Researchers are studying a cheaper and faster way to treat venomous snake bites, and the study focuses on a marsupial that could help ease the pain.

Scientists say opossums are immune to snake venom, but if a venomous snake bites a human, it can be deadly.

"A lot of local tissue injury and tissue damage, it produces a lot of coagulation effects, so it affects the blood’s ability to coagulate and stop bleeding, so you may start bleeding from areas you wouldn’t expect to," said Dr. Alfred Aleguas, Managing Director of Florida Poison Information Center at Tampa General Hospital.

Dr. Aleguas says traditional antivenin treatments can start with four to six vials. The treatment can cause adverse reactions and is very expensive.

That’s why Dr. Claire Komives with San Jose’ State University presented her research at the American Chemical Society’s national meeting. Her research is working toward developing an opossum-based antidote.

"The mice that received the venom only, died within 12 hours,” said Dr. Komives. “The mice that received the same amount of venom but incubated with the peptide showed no effect. They never showed any effects of the envenomation. Basically the venom was completely naturalized."

Dr. Aleguas says the research is promising.

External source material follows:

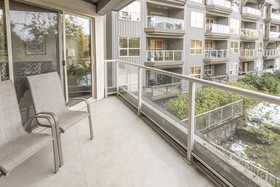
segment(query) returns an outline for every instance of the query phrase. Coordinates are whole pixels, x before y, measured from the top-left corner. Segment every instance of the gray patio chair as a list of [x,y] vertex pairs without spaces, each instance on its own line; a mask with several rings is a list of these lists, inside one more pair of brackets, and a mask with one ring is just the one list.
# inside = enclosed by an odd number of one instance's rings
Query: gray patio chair
[[[31,119],[51,120],[49,116]],[[25,132],[20,116],[14,85],[11,81],[0,82],[0,175],[8,175],[16,166],[53,143],[55,173],[59,170],[56,128],[51,125],[52,135]]]
[[[31,95],[33,98],[33,104],[35,113],[37,115],[49,115],[52,117],[52,122],[57,127],[57,142],[60,166],[63,165],[62,146],[60,133],[64,133],[68,128],[77,124],[79,121],[88,118],[90,139],[93,139],[92,132],[92,120],[90,104],[84,98],[73,98],[72,100],[82,100],[87,105],[87,112],[84,111],[71,111],[68,108],[69,102],[65,103],[65,98],[61,88],[61,82],[56,72],[28,76],[27,77]],[[49,127],[49,124],[44,119],[39,119],[37,122],[45,127]]]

"It will be a direct neutralization and according to the researcher, it should only require a single dose," said Dr. Aleguas.

It's exciting research, especially since Poison Control says there were 350 venomous snake bites in Florida in 2014.

"It’s obviously years away, I think, from being produced and being approved and going through the whole process," said Dr. Aleguas. “But it really is extremely interesting, very promising, and it really could make a huge impact on a lot of people’s lives."